Q. How was selling the building be different than the current ownership structure?

A. It was a legal transfer of ownership and a deed to the HCA effectuated the transfer; however the City signed a lease with the HCA for an aggregate term not to exceed thirty years, and continues to occupy a portion of the building at 345 High St. Maintenance duties remain the responsibility of the City and City employees continue to perform maintenance duties. No City jobs were impacted and no one that currently sublets from the City at 345 High St were impacted.

Q. What happens when the lease is up on 345 high street?

A. The City has options at or before lease termination to repurchase the building or enter into a new lease:

● Beginning approximately seven years after the issuance of the HCA bonds, and every year thereafter, the City will have the option to terminate the Lease and optionally redeem, or provide for the optional redemption of, the bonds.

● Upon redemption of the bonds, the City will have the option to repurchase the building at fair market value.

● Upon redemption of the Bonds, the City could enter into another lease with the HCA or repurchase the building upon mutually agreeable terms.

● If the HCA is dissolved, City Council could pass a resolution requiring that the HCA’s property be transferred to the City.

Ultimately, the City has the right to retain the asset.

Q. Why did the City propose to sell the building to the HCA as opposed to selling it to a private developer and doing a sale-leaseback?

A. The City discussed this option with multiple entities specializing in sale-leasebacks of commercial property; however, the proposed City lease rate would not have provided sufficient return on investment for a private investor due to the assessment of approximately $350,000 of annual property taxes.
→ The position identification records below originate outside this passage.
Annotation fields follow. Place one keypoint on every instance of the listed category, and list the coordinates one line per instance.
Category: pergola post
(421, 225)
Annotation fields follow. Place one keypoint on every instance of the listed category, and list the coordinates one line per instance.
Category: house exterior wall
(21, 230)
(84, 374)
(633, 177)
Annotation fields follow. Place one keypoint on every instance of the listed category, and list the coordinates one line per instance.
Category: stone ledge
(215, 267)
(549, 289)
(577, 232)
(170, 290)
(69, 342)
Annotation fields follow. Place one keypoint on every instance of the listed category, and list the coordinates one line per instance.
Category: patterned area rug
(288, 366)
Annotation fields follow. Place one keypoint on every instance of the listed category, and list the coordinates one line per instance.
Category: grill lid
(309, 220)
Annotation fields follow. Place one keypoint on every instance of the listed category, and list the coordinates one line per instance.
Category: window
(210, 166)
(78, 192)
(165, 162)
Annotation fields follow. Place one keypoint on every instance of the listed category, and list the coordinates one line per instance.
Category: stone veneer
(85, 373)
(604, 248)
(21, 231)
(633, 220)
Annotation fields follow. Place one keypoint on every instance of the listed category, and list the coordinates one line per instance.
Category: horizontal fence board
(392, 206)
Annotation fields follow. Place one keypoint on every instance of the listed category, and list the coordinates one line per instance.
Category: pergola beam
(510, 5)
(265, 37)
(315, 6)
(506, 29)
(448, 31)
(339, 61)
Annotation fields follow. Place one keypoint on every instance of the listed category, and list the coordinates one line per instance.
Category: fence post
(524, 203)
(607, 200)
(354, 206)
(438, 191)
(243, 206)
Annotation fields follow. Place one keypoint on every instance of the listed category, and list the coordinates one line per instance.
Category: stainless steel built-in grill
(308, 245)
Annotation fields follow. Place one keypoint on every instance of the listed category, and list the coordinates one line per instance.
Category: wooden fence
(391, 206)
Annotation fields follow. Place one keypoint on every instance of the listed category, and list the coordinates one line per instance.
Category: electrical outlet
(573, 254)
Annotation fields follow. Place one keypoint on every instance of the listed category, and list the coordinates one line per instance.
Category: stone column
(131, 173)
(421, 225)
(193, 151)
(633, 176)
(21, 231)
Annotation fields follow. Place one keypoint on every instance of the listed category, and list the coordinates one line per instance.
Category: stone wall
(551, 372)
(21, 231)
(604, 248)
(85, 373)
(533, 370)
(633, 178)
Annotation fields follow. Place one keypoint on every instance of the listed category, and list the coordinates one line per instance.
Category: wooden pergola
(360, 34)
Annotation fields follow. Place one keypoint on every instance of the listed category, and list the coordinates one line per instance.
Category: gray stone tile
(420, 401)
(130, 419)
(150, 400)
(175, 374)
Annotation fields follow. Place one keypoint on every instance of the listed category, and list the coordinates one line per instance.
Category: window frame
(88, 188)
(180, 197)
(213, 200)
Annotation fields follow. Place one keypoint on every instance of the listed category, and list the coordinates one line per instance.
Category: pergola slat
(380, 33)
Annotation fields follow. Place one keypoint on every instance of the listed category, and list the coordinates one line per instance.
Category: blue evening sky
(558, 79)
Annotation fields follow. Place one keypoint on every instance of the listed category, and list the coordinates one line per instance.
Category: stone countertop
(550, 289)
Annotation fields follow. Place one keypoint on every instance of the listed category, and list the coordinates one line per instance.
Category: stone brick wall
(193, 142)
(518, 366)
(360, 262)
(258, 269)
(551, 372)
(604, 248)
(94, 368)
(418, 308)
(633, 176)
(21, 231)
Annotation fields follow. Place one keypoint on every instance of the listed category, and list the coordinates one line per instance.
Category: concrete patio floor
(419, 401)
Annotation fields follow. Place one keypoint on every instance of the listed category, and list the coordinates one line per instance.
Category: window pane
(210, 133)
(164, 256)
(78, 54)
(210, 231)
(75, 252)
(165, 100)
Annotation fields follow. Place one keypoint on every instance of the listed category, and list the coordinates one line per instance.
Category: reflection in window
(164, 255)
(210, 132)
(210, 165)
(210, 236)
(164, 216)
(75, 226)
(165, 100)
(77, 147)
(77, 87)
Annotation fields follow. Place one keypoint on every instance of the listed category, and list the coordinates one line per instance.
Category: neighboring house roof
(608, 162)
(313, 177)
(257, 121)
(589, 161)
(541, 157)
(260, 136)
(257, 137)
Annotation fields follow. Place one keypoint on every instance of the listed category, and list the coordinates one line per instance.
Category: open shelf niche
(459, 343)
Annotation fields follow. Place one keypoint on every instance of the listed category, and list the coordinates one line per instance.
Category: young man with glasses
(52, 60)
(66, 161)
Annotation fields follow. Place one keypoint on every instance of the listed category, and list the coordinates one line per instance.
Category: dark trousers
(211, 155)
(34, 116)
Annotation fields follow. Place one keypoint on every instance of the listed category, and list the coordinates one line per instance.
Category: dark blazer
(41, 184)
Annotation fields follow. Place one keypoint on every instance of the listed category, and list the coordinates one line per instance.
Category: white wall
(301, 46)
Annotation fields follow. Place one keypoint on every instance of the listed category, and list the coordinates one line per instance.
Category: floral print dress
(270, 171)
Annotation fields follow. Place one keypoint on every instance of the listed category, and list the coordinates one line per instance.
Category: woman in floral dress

Using the HCA allowed the City to enjoy a similar arrangement at a lower cost because the City lease payments need only to cover the HCA’s debt service and HCA ownership will not trigger the imposition of a property tax. Unlike a private investor, the HCA can also issue federally tax-exempt debt, which lowers the HCA’s borrowing costs vs. a private investor, thus lowering the City’s lease rate. In addition, since part of its mission is to assist the City with governmental operations, the HCA’s objectives are more aligned with the City’s objectives than those of a private investor.

Q. How will the sale of the building affect the City’s annual budget?

A. The City currently pays just over $2.1 million dollars a year for debt service and repairs and maintenance on the building. The money is set aside in a separate fund and only used for expenses associated with the building. The only change from the current structure is that the City will now pay a portion of the $2.1 million dollars to the HCA in the form of rental payments.

By selling the building to the HCA, the City was able to avoid issuing long term debt and paying interest on this debt in order to fund the infrastructure projects including projects to support the Spooky Nook development and the roundabout on Gilmore Road. This preserves the City’s legal debt capacity for other initiatives, which is an important consideration in any City financing. However, selling the building will extend the City’s obligation to fund debt service payments related the building from the end of 2026 until potentially 2049.